05.The perfect steak

Ever wondered how to cook the perfect steak on a barbecue? Here's what our experts have to say.

Choose your cut Person moving food from BBQ to plate

The best cuts for grilling on the barbecue are oyster blade or barbeque steak, rump, t-bone, sirloin or tenderloin.

Prepare your BBQ

Preheat the barbecue on medium heat until it is just starting to smoke, this should take about 10 minutes with the hood closed. Be sure to take any excess fat off the steak beforehand to reduce flare ups. If you want to season your steak, be sure to do it just before you cook it as if it is done too early it will dry the meat out and ruin the flavour. You can also brush the steak with some oil.


Start by cooking the steak on one side only until it is brown, and then turn it over. If you continually turn it over it will dry out. The time it takes to cook the steak really depends on the thickness and cut of the steak and how you like it done.

Follow the ‘rule of thumb’ guidelines (below) to check if your steak is cooked to your liking. Don’t pierce it with a fork or knife as this will let the juices escape.


Once the steak is cooked to your liking put it in a warm spot close to the barbeque to rest for about 5 to 10 minutes before serving. This helps to maximise the flavour and keep the steak juicy.

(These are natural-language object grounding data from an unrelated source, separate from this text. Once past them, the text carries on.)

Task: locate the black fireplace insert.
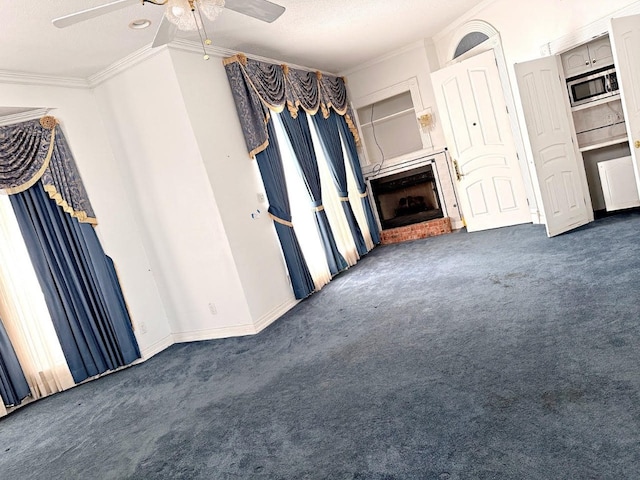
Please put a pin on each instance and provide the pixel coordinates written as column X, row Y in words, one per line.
column 407, row 197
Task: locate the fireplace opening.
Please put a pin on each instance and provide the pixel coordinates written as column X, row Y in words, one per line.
column 407, row 197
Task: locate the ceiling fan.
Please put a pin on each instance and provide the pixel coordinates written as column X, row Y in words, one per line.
column 181, row 15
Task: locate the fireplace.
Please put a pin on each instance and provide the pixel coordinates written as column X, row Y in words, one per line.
column 408, row 197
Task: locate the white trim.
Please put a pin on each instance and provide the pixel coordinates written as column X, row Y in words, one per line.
column 472, row 26
column 588, row 32
column 494, row 42
column 155, row 348
column 374, row 61
column 214, row 333
column 24, row 116
column 124, row 64
column 23, row 78
column 462, row 20
column 220, row 52
column 270, row 317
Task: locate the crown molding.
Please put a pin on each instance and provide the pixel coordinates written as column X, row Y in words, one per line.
column 123, row 64
column 23, row 116
column 24, row 78
column 195, row 47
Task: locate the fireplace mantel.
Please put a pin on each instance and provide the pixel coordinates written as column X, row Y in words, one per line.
column 443, row 173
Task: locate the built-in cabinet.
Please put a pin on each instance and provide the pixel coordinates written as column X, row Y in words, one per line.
column 601, row 133
column 584, row 58
column 572, row 146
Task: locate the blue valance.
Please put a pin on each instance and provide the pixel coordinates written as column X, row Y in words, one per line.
column 36, row 150
column 258, row 87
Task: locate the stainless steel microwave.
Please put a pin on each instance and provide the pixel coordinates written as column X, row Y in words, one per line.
column 591, row 87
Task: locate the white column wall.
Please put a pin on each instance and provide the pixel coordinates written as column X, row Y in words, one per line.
column 118, row 229
column 190, row 257
column 236, row 184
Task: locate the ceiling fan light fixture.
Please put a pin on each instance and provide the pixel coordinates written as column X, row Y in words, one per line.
column 140, row 24
column 187, row 14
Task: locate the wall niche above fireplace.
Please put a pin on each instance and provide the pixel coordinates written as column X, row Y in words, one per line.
column 407, row 197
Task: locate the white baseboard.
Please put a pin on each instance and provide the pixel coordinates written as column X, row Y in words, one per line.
column 156, row 348
column 270, row 317
column 213, row 333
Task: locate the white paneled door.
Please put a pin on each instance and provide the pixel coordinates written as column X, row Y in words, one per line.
column 477, row 130
column 562, row 182
column 625, row 37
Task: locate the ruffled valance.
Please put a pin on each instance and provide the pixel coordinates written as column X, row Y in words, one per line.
column 259, row 87
column 37, row 151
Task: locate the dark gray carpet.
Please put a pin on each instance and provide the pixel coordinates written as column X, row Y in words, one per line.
column 493, row 355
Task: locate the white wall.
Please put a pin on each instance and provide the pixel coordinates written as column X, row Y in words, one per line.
column 525, row 29
column 236, row 182
column 119, row 232
column 154, row 145
column 525, row 32
column 397, row 67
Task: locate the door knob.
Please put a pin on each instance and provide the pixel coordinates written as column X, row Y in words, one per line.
column 456, row 168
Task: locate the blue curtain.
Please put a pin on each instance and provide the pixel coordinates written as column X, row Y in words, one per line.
column 272, row 172
column 79, row 284
column 13, row 385
column 330, row 140
column 298, row 132
column 352, row 153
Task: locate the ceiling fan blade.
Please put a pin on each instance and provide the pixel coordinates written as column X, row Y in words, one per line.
column 261, row 9
column 165, row 33
column 83, row 15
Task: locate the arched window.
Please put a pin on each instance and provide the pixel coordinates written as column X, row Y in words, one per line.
column 469, row 41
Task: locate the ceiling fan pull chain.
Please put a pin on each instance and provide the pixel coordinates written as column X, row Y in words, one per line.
column 204, row 40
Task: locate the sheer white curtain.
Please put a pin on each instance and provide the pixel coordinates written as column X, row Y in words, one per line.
column 356, row 203
column 25, row 314
column 332, row 204
column 302, row 213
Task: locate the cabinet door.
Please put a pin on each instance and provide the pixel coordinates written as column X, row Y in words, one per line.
column 576, row 61
column 600, row 54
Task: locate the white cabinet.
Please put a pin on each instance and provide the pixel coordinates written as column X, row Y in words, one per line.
column 585, row 58
column 618, row 184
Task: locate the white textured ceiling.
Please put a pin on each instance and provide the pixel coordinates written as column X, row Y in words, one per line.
column 331, row 35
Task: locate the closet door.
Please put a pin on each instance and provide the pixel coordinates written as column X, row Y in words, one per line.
column 625, row 36
column 561, row 178
column 478, row 132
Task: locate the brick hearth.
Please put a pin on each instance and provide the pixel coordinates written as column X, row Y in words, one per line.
column 415, row 231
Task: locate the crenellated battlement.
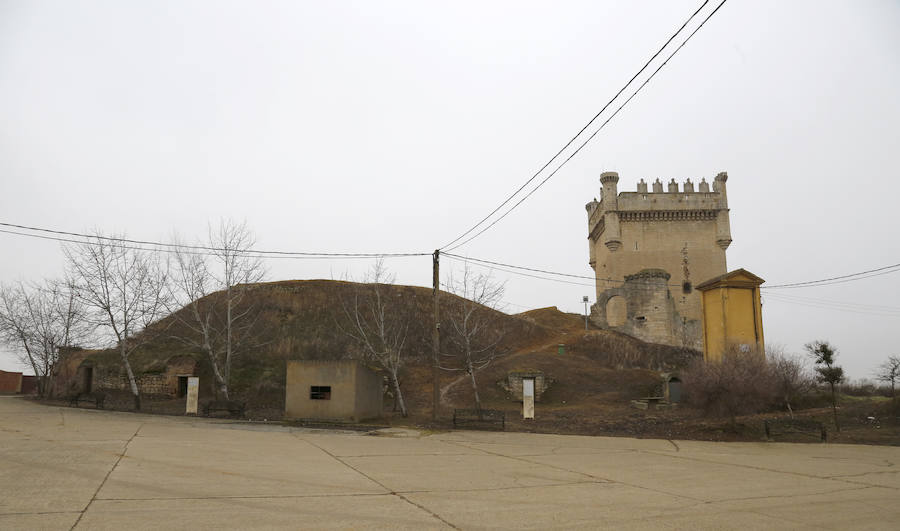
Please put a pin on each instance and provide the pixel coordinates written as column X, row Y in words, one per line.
column 673, row 186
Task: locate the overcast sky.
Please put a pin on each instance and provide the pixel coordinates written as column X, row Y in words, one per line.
column 395, row 126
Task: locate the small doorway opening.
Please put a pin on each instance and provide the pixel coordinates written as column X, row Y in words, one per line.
column 182, row 386
column 88, row 381
column 674, row 390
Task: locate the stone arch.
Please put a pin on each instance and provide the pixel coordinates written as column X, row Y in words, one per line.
column 616, row 311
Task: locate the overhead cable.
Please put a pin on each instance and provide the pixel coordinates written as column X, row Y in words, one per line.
column 197, row 249
column 583, row 144
column 571, row 140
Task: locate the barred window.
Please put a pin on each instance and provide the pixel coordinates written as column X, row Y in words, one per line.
column 320, row 392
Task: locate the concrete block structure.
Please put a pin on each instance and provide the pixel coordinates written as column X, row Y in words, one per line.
column 10, row 382
column 513, row 383
column 648, row 249
column 332, row 390
column 732, row 314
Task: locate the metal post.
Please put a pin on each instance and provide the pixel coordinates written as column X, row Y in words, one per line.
column 585, row 300
column 436, row 336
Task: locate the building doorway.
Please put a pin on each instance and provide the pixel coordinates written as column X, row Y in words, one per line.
column 182, row 386
column 87, row 382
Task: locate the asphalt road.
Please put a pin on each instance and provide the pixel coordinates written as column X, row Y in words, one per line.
column 63, row 468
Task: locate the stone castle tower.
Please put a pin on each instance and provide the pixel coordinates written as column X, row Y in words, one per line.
column 649, row 249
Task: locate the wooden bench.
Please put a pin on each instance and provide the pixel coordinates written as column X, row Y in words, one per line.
column 97, row 398
column 483, row 419
column 233, row 407
column 812, row 428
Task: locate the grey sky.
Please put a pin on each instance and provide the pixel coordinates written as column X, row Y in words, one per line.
column 385, row 127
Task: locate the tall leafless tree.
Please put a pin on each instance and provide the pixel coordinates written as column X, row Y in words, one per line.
column 791, row 375
column 36, row 320
column 823, row 355
column 473, row 320
column 377, row 318
column 124, row 290
column 235, row 267
column 219, row 325
column 889, row 372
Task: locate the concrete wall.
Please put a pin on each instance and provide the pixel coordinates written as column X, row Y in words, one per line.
column 356, row 391
column 682, row 230
column 514, row 383
column 10, row 382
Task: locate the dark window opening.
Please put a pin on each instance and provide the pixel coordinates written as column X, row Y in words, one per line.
column 320, row 392
column 88, row 384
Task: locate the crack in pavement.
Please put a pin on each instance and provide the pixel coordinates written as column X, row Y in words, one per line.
column 249, row 497
column 380, row 484
column 760, row 468
column 105, row 478
column 597, row 479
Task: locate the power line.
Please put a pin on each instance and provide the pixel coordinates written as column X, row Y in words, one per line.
column 545, row 271
column 583, row 144
column 834, row 303
column 196, row 249
column 513, row 272
column 841, row 279
column 769, row 297
column 592, row 120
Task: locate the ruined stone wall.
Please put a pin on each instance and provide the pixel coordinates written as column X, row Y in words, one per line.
column 162, row 383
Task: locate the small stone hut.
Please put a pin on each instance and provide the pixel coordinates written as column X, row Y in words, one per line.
column 332, row 390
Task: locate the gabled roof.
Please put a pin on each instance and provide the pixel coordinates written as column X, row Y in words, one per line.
column 737, row 278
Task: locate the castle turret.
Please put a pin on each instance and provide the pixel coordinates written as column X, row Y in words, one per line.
column 612, row 236
column 609, row 180
column 719, row 186
column 681, row 231
column 723, row 224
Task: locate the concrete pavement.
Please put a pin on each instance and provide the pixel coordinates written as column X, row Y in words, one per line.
column 64, row 468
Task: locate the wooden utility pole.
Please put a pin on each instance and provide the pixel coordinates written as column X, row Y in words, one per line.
column 436, row 335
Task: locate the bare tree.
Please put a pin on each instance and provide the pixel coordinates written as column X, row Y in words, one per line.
column 235, row 267
column 791, row 375
column 218, row 324
column 37, row 320
column 124, row 291
column 823, row 355
column 377, row 318
column 889, row 371
column 473, row 320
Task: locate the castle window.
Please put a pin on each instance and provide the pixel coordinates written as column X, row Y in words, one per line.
column 320, row 392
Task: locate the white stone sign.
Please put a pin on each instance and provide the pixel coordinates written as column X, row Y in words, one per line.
column 193, row 395
column 528, row 398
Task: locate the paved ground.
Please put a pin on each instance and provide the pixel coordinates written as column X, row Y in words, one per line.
column 62, row 468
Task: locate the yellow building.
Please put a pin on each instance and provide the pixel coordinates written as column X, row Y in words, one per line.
column 732, row 314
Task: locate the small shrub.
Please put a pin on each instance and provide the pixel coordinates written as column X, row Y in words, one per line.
column 742, row 383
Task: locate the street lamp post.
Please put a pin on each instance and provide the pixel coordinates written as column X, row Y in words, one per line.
column 585, row 301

Rule of thumb - how to test the meat

  • Rare steak:
    Hold one hand up loosely and with the other hand squeeze the ball of your thumb (this is the fleshy part of your hand directly under your thumb). This should give you the feeling of a rare steak.
  • Medium done:
    Bring your index finger to your thumb to make a circle. Using your other hand, squeeze the ball of your thumb to get the feeling of a steak that is medium done.
  • Well done:
    Bring your middle finger to your thumb to make a circle, using your other hand squeeze the ball of your thumb to get the feeling of a well-done steak. You can prod your steak with the back of a knife or fork to judge whether your steak is cooked to perfection.